Сказанным мы не думали также отрицать за литературным наследством Чехова всякое общественное значение. Различные общественные классы, различные общественные агломераты, отстаивая свои интересы, несут каждый свою лепту на жертвенник стоящих на очереди общих задач. Качество лепты каждого определяется степенью прогрессивности его интересов. Созданием отдельных художественных образов, выяснением отдельных отрицательных, темных сторон современности Чехов имел значение как будильник общественной мысли. Но, прислушиваясь к его голосу, поддаваясь обаянию его таланта, мы каждую минуту должны не забывать общих контуров его миросозерцания, общего значения занятой им социальной позиции.

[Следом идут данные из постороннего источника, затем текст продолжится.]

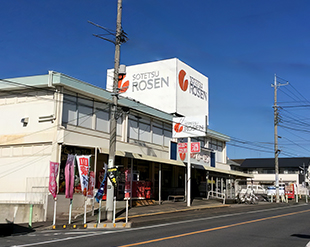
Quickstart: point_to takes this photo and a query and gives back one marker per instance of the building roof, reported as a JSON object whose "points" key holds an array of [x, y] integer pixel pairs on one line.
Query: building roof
{"points": [[54, 78], [270, 162]]}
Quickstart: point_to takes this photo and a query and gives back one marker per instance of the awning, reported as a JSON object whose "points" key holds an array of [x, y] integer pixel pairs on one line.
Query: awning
{"points": [[117, 152], [155, 159], [230, 172]]}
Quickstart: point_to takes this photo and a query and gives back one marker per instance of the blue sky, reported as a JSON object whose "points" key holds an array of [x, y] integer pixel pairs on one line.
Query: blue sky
{"points": [[239, 45]]}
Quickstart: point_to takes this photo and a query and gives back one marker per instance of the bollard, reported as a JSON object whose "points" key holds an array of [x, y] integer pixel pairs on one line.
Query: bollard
{"points": [[30, 215]]}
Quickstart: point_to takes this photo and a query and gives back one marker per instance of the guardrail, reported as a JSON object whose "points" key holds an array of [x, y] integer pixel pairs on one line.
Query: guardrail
{"points": [[217, 195]]}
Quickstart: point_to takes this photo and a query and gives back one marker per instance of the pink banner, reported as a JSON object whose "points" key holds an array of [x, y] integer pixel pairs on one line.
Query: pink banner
{"points": [[69, 176], [83, 164], [53, 175], [91, 186]]}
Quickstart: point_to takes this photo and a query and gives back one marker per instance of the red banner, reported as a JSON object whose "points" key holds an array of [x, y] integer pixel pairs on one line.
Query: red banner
{"points": [[83, 164]]}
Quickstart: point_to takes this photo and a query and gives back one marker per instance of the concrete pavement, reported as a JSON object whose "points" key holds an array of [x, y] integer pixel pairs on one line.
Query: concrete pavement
{"points": [[166, 207]]}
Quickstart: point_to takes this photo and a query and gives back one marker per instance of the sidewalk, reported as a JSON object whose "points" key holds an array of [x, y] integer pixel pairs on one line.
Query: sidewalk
{"points": [[136, 212], [120, 221]]}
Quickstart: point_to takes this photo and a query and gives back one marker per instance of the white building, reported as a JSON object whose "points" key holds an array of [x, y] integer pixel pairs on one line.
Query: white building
{"points": [[47, 117]]}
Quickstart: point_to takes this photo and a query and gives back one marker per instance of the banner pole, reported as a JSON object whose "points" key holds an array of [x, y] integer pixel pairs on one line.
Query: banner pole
{"points": [[85, 199], [70, 211], [55, 210], [99, 212]]}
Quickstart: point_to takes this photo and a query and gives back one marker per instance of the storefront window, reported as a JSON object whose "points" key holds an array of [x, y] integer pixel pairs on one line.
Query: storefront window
{"points": [[69, 110], [85, 113], [102, 117]]}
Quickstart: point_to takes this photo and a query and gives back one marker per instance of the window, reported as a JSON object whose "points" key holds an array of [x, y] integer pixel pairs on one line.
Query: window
{"points": [[145, 129], [69, 110], [216, 145], [102, 117], [157, 136], [85, 113], [133, 132], [167, 134]]}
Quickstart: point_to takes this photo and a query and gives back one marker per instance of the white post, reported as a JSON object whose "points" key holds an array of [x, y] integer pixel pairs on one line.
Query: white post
{"points": [[189, 172]]}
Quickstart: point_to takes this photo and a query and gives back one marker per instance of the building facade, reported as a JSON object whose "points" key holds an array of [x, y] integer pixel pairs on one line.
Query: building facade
{"points": [[48, 117]]}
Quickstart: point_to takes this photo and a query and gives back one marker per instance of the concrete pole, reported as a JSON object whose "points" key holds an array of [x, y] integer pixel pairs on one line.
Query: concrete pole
{"points": [[113, 119], [276, 151]]}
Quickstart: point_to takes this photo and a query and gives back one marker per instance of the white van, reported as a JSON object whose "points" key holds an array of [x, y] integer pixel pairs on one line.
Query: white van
{"points": [[258, 190]]}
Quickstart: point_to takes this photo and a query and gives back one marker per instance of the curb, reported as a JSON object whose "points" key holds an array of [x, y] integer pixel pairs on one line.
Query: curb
{"points": [[173, 211]]}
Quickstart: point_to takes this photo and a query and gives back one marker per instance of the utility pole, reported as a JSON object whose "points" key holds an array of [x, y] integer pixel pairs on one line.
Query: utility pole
{"points": [[113, 119], [276, 150]]}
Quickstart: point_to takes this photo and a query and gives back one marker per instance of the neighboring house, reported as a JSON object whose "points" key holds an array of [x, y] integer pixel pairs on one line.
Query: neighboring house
{"points": [[47, 117], [263, 170]]}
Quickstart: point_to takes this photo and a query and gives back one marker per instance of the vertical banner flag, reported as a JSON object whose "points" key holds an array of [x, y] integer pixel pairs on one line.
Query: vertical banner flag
{"points": [[83, 164], [127, 183], [91, 185], [100, 191], [69, 176], [53, 175]]}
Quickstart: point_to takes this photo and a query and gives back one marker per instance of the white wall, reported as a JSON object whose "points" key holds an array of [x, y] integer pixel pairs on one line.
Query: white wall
{"points": [[25, 149]]}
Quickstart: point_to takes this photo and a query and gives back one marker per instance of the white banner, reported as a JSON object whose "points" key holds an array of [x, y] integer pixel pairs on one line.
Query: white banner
{"points": [[83, 165]]}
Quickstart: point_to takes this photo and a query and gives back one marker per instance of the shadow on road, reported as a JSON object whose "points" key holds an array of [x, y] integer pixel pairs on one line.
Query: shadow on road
{"points": [[11, 229]]}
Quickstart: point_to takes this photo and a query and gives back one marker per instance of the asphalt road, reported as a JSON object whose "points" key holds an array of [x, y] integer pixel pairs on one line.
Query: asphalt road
{"points": [[236, 226]]}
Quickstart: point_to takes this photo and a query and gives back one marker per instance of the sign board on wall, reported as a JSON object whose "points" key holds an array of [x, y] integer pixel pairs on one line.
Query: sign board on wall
{"points": [[180, 88], [203, 158], [189, 126]]}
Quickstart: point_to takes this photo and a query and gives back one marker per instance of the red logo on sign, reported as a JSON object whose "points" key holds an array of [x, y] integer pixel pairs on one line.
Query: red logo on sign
{"points": [[178, 127], [122, 86], [182, 82], [195, 147]]}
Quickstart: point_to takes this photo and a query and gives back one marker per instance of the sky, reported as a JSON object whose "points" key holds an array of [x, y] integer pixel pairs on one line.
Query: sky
{"points": [[239, 45]]}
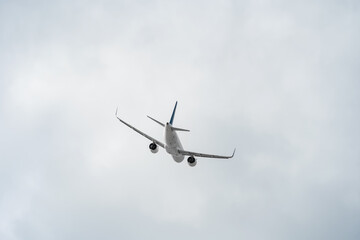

Источник текста: В. Шулятиков. Литературно-критические статьи. М. – Л.: Земля и фабрика, 1929. Стр. 175–197.
Примечания
1
Статья Шулятикова «Теоретик талантливой жизни» была напечатана в журнале «Правда» (1905 г., кн. 1-я, январь). Настоящая статья по целому ряду положений представляет большой литературоведческий интерес и в праве занять видное место в критической литературе о Чехове. До сих нор статья Ш. о Чехове оставалась почти не знакомой читательским кругам.
2
Шопенгауэр Артур (1735–1860) – знаменитый немецкий мыслитель, основатель философии пессимизма.
3
В своей оценке чеховского пессимизма проф. Овсянико-Куликовский близко подходит к подобной точке зрения. Он говорит: «это пессимизм особого рода, не тот, который основан на убеждении, что в жизни человека больше зла и страдания, чем добра и счастья, а также не тот, который возникает ив исключительного созерцания всего, что есть в натуре человека и в жизни ненормального, дикого, зверского. Пессимизм Чехова основывается на глубокой вере в возможность безграничного прогресса человечества, на убеждении, что оно вовсе не идет назад, а только слишком медленно идет вперед, и главным препятствием, задерживающим наступление лучшего будущего, является нормальный человек, который не хорош и не дурен, не добр и не зол, не умен и не глуп, не вырождается и не совершенствуется, не опускается ниже нормы, но и неспособен хоть чуточку подняться выше ее (см. его сборник статей: «Вопросы психологии творчества», статья А. П. Чехова, стр. 225). Но подметивши правильно главный источник чеховского пессимизма, проф. Овсянико-Куликовский, к сожалению, не становится на почву социологического объяснения: почему именно отвращение к нормальному человеку положил Чехов в основу своего пессимистического взгляда на вещи, остается для читателей проф. Овсянико-Куликовского полнейшей загадкой. Кроме того, проф. Овсянико-Куликовский не дал надлежащего развития высказанной им мысли; заручившись надежной путеводной нитью, он не воспользовался ею для оценки различных сторон чеховского мировоззрения.
4
«Дядя Ваня», действие 2-е, заключительная сцена.
5
Применимо к контексту, можно перевести так: «В этом вся суть».
6
Одним из наиболее красноречивых документов, оттеняющих чеховский аристократизм духа, следует признать известные реплики художника в «Доме с мезонином». Художник характеризует современное человечество как собрание «самых хищных и самых нечистоплотных животных»; по его убеждению, все клонится к тому, чтобы «человечество в своем большинстве выродилось и утеряло навсегда всякую жизнеспособность». Единственное исключение – это ученые, писатели, художники: только они настоящие люди, носители» вечных и общих» начал. Положение их среди современного общества трагическое: при таких (очерченных выше) условиях жизнь художника не имеет смысла, и чем он талантливее, тем страннее и непонятнее его роль, так как на поверку выходит, что работает он для забавы хищного нечистоплотного животного. Талантливые люди обречены на тоску полнейшего одиночества и безысходно-пессимистические настроения.
7
Точнее, интеллигентный пролетариат имеет дело с двумя «обрывками» действительности. Его жизненный опыт ограничивается наблюдениями над «мещанским царством» и собственной «интеллигентной» средой. (В. Ш.)
8
Терминология Г. Зиммеля; см. его статью «Die Grossstadte und das Geistesleben» в сборнике «Die Grossstadt Vortrage und Aufsatze fur Stadteausstellung», стр. 201.
9
«Новая жизнь».
10
…дел, новых занятий
11
Исключение составляет только Аксинья.